MLD presented at the 14th Iconicity in Langauge & Literature conference
Anita Slonimska, Alessio di Renzo, Mounika Kanakanti, Emanuela Camisi, Olga Capirci, & Asli Ozyurek
Iconicity as a Communicative Strategy in Sign Languages: Quantitative vs. Qualitative Modulations of Constructed action for children and adults
Research shows that speakers adapt not only speech but also increase the rate of iconic gestures to enhance message clarity for children. Although sign languages allow to take advantage of iconicity to a far greater extent than what is possible in spoken languages, little is known about whether signers modulate highly iconic strategies for children. In the present study, authors used automatic video pose estimation software to analyze descriptions in Italian Sign Language and investigate not only quantitative but also qualitative modulations (size & duration) of iconicity in communication with 12-year-old children.
Alessia Giulimondi
Simultaneity in iconic two-handed gestures: a communicative strategy for children
In this study, we provide first insights into how adults modulate number and type of information represented in their gestures with children.
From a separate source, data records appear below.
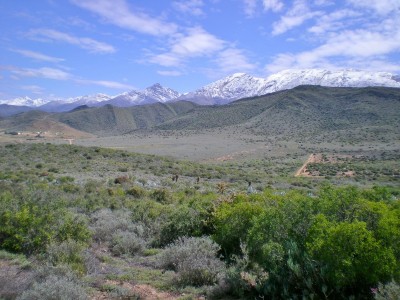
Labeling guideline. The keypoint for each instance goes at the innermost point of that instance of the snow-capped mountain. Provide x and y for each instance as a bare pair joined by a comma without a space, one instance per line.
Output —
153,94
71,103
25,101
160,93
236,86
241,85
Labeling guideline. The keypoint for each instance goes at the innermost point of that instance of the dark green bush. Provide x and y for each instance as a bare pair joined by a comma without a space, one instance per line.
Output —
194,259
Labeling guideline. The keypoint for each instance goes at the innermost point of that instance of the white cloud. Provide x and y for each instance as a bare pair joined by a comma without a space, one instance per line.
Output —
48,73
334,21
274,5
250,7
35,89
106,84
192,7
38,56
56,74
382,7
233,60
169,73
196,43
358,48
86,43
118,12
296,16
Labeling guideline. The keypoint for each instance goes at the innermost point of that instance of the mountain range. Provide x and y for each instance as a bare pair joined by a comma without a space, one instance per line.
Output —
304,111
234,87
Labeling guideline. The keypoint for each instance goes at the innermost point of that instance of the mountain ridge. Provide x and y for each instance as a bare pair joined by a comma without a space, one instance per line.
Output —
225,90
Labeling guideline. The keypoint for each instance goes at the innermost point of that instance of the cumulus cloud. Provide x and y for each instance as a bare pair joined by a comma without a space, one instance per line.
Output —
119,13
34,89
296,16
382,7
274,5
83,42
352,48
105,83
169,73
192,7
38,56
250,7
195,43
48,73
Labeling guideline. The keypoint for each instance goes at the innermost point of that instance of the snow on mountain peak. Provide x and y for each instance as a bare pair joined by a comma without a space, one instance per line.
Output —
25,101
160,93
230,88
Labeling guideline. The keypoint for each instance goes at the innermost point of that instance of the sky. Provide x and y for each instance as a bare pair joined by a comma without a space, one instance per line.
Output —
68,48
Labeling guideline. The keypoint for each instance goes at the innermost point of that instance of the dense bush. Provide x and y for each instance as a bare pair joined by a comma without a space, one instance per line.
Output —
69,252
194,259
55,287
337,244
126,242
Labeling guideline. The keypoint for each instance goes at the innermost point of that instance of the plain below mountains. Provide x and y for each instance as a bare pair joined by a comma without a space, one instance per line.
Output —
301,111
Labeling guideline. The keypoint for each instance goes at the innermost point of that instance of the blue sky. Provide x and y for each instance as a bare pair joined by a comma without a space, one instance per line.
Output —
66,48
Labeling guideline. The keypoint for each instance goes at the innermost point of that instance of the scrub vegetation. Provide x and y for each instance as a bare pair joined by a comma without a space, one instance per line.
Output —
88,222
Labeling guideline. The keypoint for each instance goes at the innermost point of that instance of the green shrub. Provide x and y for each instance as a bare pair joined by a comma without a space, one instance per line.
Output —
232,222
389,291
127,243
194,259
162,196
105,222
55,287
68,252
136,192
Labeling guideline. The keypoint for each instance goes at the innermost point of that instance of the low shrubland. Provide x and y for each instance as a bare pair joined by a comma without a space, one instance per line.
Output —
331,243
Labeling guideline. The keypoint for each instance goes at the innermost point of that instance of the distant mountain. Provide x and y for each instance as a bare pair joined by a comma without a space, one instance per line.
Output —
25,101
9,110
303,111
316,112
234,87
102,121
155,93
71,103
241,85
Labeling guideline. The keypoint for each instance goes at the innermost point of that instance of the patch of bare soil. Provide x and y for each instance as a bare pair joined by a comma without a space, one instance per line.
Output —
303,170
324,159
13,279
144,291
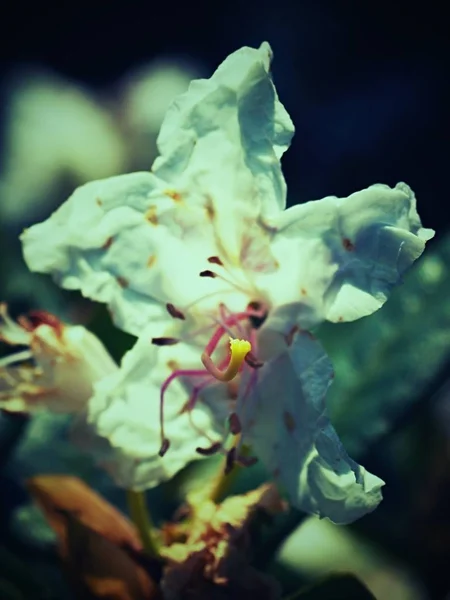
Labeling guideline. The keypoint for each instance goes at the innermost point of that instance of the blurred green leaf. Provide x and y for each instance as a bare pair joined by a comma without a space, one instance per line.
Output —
337,587
386,361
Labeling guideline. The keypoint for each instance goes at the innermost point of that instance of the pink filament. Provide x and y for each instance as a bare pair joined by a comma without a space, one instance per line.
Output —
230,321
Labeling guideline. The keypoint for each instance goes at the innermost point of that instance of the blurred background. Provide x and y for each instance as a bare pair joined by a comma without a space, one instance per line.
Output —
84,88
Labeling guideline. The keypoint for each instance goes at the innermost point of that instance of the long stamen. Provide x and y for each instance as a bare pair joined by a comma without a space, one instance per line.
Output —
239,350
17,357
165,443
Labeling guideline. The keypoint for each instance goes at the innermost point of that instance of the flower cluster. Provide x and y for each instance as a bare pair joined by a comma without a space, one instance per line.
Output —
201,251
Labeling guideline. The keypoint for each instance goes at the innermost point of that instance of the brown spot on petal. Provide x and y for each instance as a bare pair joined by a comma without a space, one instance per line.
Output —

First, our results show that speakers use two-handed gestures to represent more units of information (semantic features) for children compared to adults. Furthermore, results suggest that while two-handed gestures are used to represent spatial relationships for both adults and children, the simultaneous addition of imagistic component is used as a strategy to increase informativeness when designing communication for children. This research expands our understanding of the use of simultaneity in two-handed co-speech gestures as a communicative strategy, supporting the hypothesis that iconicity benefits from simultaneity to increase communicative efficiency.
Ezgi Mamus
Gestures reveal how visual experience shapes concepts in blind and sighted individuals
To what extent experience influences conceptual representations is an ongoing debate. This pre-registered study tested whether visual experience affects how single concepts are mapped onto gestures rather than only words. Recent gesture theories claim gestures arise from sensorimotor simulations, reflecting gesturers’ experience with objects. If visuospatial and motor cues drive gesture, then visual experience may cause differences in gesture strategies. Thirty congenitally blind and 30 sighted Turkish speakers produced silent gestures for concepts from three semantic categories that rely on motor (manipulable objects) or visual (non-manipulable objects and animals) experience to different extents. We had 60 concepts in total: 20 concepts per semantic category. We coded the strategies (acting, representing, drawing, and personification) for each gesture by following Ortega and Özyürek (2020). As an ancillary measure of conceptual knowledge, participants listed features for the same concepts. As expected, blind individuals were less likely than sighted individuals to produce a gesture for non-manipulable objects and animals, but not for manipulable objects, see Table 1 for the descriptive statistics. Compared to sighted, their gestures relied less on strategies depicting visuospatial features—i.e., tracing of an object (drawing) and embodying a non-human entity (personification), see Figure 1. In the language-based task, however, the two groups differed only in the number of perceptual features listed for animals, but not the other categories. Our results suggest gesture might be driven directly by mappings of visuospatial and motoric representations onto body that are not fully accessible through listing features of concepts. Thus, gesture can provide an additional window into conceptual representations, which is not always evident in words.